AI Harness v0.6.0 — Harness as Code Gets Its Reference Implementation

Most AI harnesses start as a prompt and a wrapper. They get to v1.0 by accumulating branches in the wrapper. AI Harness took the opposite path: codify governance as typed artifacts, then make the wrapper as small as possible.

v0.6.0 is the first release where that bet looks proven.

If you’ve been following the Harness as Code thesis, this is the release where the runtime catches up to the philosophy.

What v0.6.0 actually changes

Four things matter in this release. Everything else is supporting work.

1. Typed artifact bundles are real

Shape A bundles — .harness/{plugins,builtins,overrides}/*.md — are now first-class. The bundle loader (PR #123) closed the gap where the artifact registry already understood harness_artifact/v1alpha1 declarations but serve and validate quietly ignored them.
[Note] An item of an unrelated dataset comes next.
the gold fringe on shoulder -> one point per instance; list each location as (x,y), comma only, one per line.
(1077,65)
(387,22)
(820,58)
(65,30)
One file = one capability bundle. Tools, hooks, and prompts that belong to the same governance unit live in the same artifact.

2. The agent loop is hardened

A strict finish_reason guard now sits at the top of the loop (PRs #121, #123):

`finish_reason`	Behavior
`stop`, `end_turn`, `""`	Fall through to a final answer
`length`	Retriable error — context truncated
`content_filter`	Hard error — no silent recovery
anything else, no tool calls	Retriable error — no silent stop

No more “agent quietly stopped on turn 14 and we don’t know why.”

3. Reference docs are complete

Every public surface has an exhaustive reference page now:

harness.md frontmatter — every field, every default, every validate() check
Tool artifact schema — file shape, parameters, Starlark dialect, async reserved
Hook artifact schema — full event catalog, payload shapes, decision contract, when: semantics
Starlark built-ins — every builtin from scripting.Engine.makeBuiltins, per-module
CLI — every subcommand, flag, env var, exit code

No more “read the source.” The docs are now the contract.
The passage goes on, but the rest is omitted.